With the approval of the instructor, students can arrange a supervised internship at a newspaper, magazine, book publishing company, film production company, television or radio station, advertising or public relations firm, or other media outlet. Students must intern a minimum of 150 hours during the semester (usually 12-16 hrs/wk), fulfill written assignments, and meet regularly with the instructor. PLEASE NOTE: Students should consult with the instructor prior to researching and applying for internships, and must submit an Internship Agreement signed by the internship site supervisor prior to being allowed to register. Contact Susan Eisenhauer for more information. (susan.eisenhauer@tufts.edu, x72007)
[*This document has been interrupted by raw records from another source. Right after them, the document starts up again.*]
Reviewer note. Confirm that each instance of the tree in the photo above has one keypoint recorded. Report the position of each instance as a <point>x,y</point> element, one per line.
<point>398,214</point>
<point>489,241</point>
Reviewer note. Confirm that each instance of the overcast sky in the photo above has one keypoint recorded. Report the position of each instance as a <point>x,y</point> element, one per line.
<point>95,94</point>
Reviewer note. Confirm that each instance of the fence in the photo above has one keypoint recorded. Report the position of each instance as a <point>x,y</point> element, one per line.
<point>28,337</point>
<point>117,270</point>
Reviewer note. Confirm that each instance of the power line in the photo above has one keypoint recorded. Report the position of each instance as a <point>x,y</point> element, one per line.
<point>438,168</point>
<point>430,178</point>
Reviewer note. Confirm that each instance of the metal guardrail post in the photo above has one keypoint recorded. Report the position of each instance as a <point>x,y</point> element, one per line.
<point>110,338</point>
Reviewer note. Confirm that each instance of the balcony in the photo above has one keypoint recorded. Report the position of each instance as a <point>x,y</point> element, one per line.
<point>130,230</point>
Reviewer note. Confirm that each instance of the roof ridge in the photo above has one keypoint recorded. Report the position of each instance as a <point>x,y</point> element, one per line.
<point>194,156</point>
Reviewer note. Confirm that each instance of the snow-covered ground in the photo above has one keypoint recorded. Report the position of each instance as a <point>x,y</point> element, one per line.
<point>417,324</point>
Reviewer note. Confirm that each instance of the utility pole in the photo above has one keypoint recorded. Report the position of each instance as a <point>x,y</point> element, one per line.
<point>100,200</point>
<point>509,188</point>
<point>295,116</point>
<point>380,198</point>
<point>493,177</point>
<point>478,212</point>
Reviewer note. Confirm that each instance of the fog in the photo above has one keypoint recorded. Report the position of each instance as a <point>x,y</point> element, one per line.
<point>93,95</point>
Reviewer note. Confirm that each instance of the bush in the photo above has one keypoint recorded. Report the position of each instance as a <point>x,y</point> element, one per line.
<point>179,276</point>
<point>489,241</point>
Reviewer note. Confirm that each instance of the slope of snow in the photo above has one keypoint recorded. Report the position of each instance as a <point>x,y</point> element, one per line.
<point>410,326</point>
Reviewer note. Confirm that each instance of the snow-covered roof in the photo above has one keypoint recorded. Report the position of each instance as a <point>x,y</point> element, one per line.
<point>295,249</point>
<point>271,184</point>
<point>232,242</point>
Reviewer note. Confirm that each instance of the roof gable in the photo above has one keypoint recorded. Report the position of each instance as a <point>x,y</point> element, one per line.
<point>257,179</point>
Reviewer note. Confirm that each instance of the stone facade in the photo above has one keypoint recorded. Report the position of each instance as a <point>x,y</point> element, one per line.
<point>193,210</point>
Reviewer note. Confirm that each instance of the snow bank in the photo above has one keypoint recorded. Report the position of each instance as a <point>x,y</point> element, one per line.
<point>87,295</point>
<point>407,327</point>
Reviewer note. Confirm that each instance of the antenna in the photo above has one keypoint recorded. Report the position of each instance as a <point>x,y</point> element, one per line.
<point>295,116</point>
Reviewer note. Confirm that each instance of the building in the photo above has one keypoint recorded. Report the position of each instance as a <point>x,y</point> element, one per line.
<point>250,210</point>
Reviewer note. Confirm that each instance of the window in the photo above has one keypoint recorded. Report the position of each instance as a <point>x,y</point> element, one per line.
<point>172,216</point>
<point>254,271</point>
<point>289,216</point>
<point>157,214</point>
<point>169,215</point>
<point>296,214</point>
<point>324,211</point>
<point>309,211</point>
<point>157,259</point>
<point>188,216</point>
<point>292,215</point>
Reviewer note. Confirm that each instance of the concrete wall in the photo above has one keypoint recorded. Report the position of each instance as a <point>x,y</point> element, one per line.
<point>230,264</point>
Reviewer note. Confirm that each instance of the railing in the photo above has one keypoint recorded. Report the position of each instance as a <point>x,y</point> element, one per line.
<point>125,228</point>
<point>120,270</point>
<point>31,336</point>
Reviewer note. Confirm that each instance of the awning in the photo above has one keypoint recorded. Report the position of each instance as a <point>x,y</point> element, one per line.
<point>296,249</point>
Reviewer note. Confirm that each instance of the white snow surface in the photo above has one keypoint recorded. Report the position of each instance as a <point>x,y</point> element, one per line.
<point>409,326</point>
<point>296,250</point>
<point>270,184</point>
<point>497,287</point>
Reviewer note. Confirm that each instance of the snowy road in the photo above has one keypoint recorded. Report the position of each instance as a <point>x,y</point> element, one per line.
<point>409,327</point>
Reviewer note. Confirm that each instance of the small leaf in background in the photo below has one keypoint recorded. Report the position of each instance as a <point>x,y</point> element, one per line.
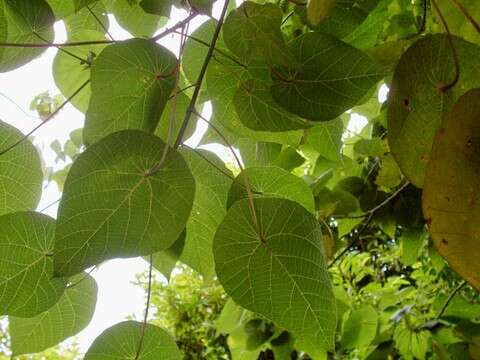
<point>122,341</point>
<point>113,207</point>
<point>71,314</point>
<point>27,286</point>
<point>318,10</point>
<point>263,271</point>
<point>131,83</point>
<point>450,197</point>
<point>20,172</point>
<point>271,181</point>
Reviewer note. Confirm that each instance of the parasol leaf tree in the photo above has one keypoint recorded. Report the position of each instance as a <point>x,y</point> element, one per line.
<point>338,213</point>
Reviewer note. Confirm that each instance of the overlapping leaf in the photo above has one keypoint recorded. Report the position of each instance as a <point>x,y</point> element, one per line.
<point>209,208</point>
<point>67,317</point>
<point>331,77</point>
<point>271,181</point>
<point>131,83</point>
<point>26,22</point>
<point>122,341</point>
<point>20,172</point>
<point>27,286</point>
<point>113,206</point>
<point>279,272</point>
<point>450,197</point>
<point>417,99</point>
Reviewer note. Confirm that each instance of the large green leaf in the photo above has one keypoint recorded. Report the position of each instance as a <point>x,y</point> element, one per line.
<point>209,208</point>
<point>112,206</point>
<point>69,73</point>
<point>20,172</point>
<point>279,273</point>
<point>223,81</point>
<point>27,22</point>
<point>27,287</point>
<point>417,102</point>
<point>450,196</point>
<point>257,110</point>
<point>360,328</point>
<point>331,77</point>
<point>253,31</point>
<point>272,181</point>
<point>122,341</point>
<point>67,317</point>
<point>131,83</point>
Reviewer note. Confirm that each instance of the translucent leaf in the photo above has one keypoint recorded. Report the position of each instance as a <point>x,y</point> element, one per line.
<point>134,19</point>
<point>27,287</point>
<point>450,196</point>
<point>113,207</point>
<point>69,73</point>
<point>27,22</point>
<point>131,83</point>
<point>331,77</point>
<point>257,110</point>
<point>209,208</point>
<point>280,273</point>
<point>165,261</point>
<point>326,138</point>
<point>121,342</point>
<point>271,181</point>
<point>360,328</point>
<point>417,103</point>
<point>20,172</point>
<point>253,31</point>
<point>66,318</point>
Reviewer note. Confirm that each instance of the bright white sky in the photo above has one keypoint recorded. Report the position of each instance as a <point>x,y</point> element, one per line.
<point>117,296</point>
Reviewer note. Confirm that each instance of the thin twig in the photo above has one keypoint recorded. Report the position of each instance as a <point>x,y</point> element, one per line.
<point>452,83</point>
<point>379,206</point>
<point>50,117</point>
<point>450,297</point>
<point>470,18</point>
<point>201,75</point>
<point>102,25</point>
<point>147,307</point>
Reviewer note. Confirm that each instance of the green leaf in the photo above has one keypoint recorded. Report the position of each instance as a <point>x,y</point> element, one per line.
<point>112,206</point>
<point>332,77</point>
<point>257,110</point>
<point>253,31</point>
<point>134,19</point>
<point>79,4</point>
<point>121,342</point>
<point>20,172</point>
<point>223,80</point>
<point>326,138</point>
<point>318,10</point>
<point>450,196</point>
<point>165,261</point>
<point>71,314</point>
<point>271,181</point>
<point>280,273</point>
<point>360,328</point>
<point>69,73</point>
<point>26,264</point>
<point>131,83</point>
<point>212,182</point>
<point>417,103</point>
<point>27,22</point>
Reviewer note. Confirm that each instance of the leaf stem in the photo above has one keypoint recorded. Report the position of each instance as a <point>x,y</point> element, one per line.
<point>50,117</point>
<point>450,298</point>
<point>147,307</point>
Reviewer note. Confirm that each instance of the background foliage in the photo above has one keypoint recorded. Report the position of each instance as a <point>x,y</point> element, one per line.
<point>345,228</point>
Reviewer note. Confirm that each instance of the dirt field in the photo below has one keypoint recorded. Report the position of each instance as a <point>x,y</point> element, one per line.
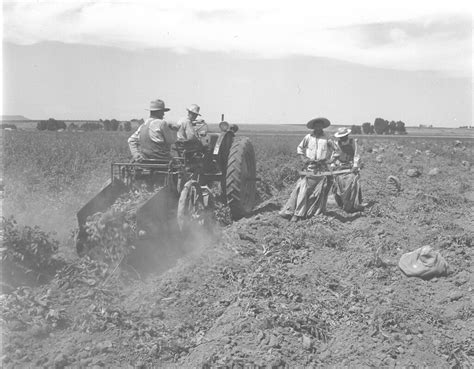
<point>323,292</point>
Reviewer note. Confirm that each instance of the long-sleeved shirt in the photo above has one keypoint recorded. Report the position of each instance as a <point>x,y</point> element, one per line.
<point>159,131</point>
<point>315,148</point>
<point>189,130</point>
<point>347,152</point>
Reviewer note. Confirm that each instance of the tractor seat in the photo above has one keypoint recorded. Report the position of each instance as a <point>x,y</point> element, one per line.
<point>189,146</point>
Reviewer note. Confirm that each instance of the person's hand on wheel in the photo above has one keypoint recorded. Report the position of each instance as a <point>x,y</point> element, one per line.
<point>138,158</point>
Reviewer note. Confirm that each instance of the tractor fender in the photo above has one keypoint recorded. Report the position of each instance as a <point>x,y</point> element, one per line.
<point>221,149</point>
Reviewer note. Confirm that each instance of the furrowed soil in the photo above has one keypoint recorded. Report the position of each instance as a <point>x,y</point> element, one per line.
<point>266,292</point>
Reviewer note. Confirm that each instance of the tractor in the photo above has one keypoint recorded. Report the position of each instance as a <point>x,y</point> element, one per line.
<point>183,185</point>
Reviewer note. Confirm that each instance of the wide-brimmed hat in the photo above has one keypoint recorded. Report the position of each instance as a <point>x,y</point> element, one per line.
<point>424,263</point>
<point>341,132</point>
<point>193,108</point>
<point>157,105</point>
<point>318,121</point>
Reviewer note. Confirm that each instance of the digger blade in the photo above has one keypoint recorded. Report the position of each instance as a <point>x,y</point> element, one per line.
<point>101,202</point>
<point>157,216</point>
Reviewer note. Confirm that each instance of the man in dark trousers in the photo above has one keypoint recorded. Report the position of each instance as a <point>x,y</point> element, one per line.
<point>153,139</point>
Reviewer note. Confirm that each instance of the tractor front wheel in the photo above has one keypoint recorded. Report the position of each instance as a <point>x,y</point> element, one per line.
<point>240,178</point>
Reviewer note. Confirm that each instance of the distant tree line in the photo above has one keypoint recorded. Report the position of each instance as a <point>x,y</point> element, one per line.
<point>7,126</point>
<point>380,127</point>
<point>106,125</point>
<point>50,125</point>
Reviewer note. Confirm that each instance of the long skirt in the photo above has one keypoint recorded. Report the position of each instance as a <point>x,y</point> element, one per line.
<point>308,198</point>
<point>347,192</point>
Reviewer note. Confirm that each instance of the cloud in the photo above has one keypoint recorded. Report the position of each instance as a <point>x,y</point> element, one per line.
<point>432,36</point>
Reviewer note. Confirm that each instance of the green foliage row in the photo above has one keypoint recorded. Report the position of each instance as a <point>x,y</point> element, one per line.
<point>27,247</point>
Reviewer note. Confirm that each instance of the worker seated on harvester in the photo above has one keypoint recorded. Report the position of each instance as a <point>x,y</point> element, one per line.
<point>153,139</point>
<point>346,189</point>
<point>192,132</point>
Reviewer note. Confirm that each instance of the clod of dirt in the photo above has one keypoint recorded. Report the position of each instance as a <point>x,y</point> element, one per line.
<point>413,172</point>
<point>433,172</point>
<point>307,342</point>
<point>60,361</point>
<point>393,185</point>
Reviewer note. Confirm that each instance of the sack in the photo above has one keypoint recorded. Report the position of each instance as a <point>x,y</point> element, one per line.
<point>424,263</point>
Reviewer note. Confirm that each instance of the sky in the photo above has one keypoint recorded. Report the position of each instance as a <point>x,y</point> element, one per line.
<point>255,61</point>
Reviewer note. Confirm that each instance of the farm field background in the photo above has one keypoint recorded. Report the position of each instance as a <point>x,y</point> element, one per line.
<point>324,291</point>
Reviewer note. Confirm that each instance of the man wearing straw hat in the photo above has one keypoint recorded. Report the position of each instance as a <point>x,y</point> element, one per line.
<point>346,189</point>
<point>310,194</point>
<point>153,139</point>
<point>192,128</point>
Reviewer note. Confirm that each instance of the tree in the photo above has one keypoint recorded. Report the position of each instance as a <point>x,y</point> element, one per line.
<point>380,126</point>
<point>50,125</point>
<point>91,126</point>
<point>114,124</point>
<point>367,128</point>
<point>357,130</point>
<point>72,127</point>
<point>401,128</point>
<point>106,124</point>
<point>392,127</point>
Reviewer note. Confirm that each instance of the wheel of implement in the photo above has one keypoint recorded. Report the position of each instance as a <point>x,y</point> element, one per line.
<point>191,206</point>
<point>240,178</point>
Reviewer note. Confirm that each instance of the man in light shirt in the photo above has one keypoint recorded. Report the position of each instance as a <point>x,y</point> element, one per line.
<point>310,194</point>
<point>153,139</point>
<point>191,127</point>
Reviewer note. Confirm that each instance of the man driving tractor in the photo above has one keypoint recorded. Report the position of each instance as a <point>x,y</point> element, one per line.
<point>193,130</point>
<point>153,139</point>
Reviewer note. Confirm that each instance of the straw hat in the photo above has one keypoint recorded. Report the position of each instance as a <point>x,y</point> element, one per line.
<point>157,105</point>
<point>323,122</point>
<point>341,132</point>
<point>423,262</point>
<point>193,108</point>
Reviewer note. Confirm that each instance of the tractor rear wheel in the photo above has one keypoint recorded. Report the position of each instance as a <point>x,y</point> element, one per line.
<point>240,185</point>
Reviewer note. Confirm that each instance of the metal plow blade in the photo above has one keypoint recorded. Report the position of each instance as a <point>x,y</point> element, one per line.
<point>101,202</point>
<point>157,216</point>
<point>159,239</point>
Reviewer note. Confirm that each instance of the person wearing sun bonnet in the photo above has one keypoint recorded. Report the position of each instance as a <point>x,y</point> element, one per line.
<point>309,196</point>
<point>346,189</point>
<point>153,139</point>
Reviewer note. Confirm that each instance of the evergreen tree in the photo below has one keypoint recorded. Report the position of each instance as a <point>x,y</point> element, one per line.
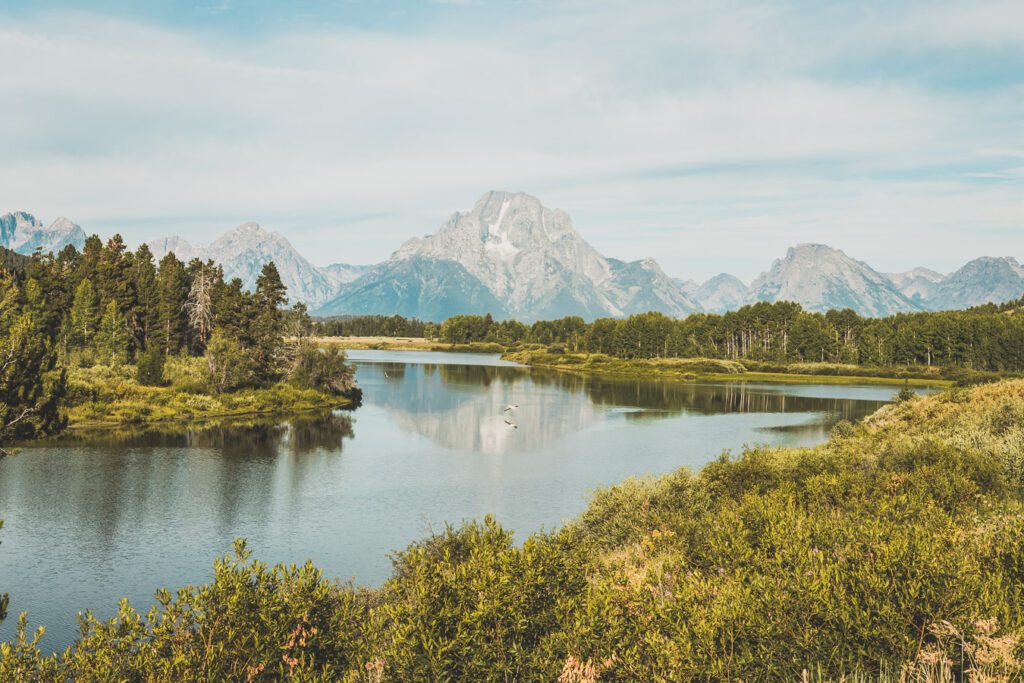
<point>112,338</point>
<point>172,297</point>
<point>84,314</point>
<point>29,390</point>
<point>150,371</point>
<point>144,318</point>
<point>200,303</point>
<point>267,324</point>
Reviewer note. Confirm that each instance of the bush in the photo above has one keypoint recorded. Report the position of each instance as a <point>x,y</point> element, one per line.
<point>150,371</point>
<point>228,365</point>
<point>323,370</point>
<point>892,552</point>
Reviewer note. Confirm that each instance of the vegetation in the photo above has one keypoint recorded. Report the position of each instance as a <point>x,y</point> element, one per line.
<point>375,326</point>
<point>983,339</point>
<point>107,335</point>
<point>736,371</point>
<point>894,551</point>
<point>30,387</point>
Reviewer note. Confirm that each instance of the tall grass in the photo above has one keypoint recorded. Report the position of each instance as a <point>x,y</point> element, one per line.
<point>894,552</point>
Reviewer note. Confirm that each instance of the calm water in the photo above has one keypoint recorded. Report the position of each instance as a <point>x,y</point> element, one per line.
<point>91,519</point>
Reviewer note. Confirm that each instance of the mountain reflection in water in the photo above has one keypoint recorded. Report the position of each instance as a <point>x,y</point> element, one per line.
<point>99,515</point>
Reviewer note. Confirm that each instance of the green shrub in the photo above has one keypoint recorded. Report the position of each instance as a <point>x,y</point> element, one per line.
<point>228,365</point>
<point>323,370</point>
<point>150,371</point>
<point>895,551</point>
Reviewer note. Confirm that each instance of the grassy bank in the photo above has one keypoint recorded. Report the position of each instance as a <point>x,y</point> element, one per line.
<point>407,344</point>
<point>104,396</point>
<point>713,369</point>
<point>895,551</point>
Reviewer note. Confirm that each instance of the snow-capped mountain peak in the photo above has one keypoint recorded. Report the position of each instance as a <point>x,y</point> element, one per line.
<point>24,233</point>
<point>530,259</point>
<point>820,278</point>
<point>244,251</point>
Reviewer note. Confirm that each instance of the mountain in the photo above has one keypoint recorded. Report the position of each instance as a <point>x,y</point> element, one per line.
<point>916,285</point>
<point>820,278</point>
<point>342,273</point>
<point>22,232</point>
<point>244,251</point>
<point>985,280</point>
<point>426,289</point>
<point>721,293</point>
<point>512,257</point>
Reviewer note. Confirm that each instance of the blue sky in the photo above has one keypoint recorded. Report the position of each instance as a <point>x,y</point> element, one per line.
<point>709,135</point>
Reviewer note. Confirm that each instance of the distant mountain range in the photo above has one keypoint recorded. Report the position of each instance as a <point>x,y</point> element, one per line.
<point>513,257</point>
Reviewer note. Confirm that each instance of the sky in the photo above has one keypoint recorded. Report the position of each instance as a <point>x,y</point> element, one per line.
<point>709,135</point>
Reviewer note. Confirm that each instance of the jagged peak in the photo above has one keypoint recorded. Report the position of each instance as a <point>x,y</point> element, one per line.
<point>813,249</point>
<point>65,224</point>
<point>723,278</point>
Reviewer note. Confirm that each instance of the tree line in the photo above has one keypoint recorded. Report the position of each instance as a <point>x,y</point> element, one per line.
<point>984,338</point>
<point>375,326</point>
<point>108,305</point>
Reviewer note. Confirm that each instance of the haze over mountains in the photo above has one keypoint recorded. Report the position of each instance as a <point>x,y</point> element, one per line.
<point>513,257</point>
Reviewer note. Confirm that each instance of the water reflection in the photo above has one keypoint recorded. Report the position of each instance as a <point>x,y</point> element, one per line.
<point>95,516</point>
<point>473,398</point>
Susan Eisenhauer (J '71) holds a M.S. from the Columbia University Graduate School of Journalism. Among other responsibilities, she directs the Communications internship program, supervising more than 90 students each year who intern for credit at various media organizations.


EXP-0099-CB: Media Internships
1.0 credit, Pass/Fail.

With the approval of the instructor, students can arrange a supervised internship at a newspaper, magazine, book publishing company, film production company, television or radio station, advertising or public relations firm, or other media outlet. Students must intern a minimum of 150 hours during the semester (usually 12-16 hrs/wk), fulfill written assignments, and meet regularly with the instructor. PLEASE NOTE: Students should consult with the instructor prior to researching and applying for internships, and must submit an Internship Agreement signed by the internship site supervisor prior to being allowed to register. Contact Susan Eisenhauer for more information. (susan.eisenhauer@tufts.edu, x72007)

Susan Eisenhauer (J '71) holds a M.S. from the Columbia University Graduate School of Journalism. Among other responsibilities, she directs the Communications internship program, supervising more than 90 students each year who intern for credit at various media organizations.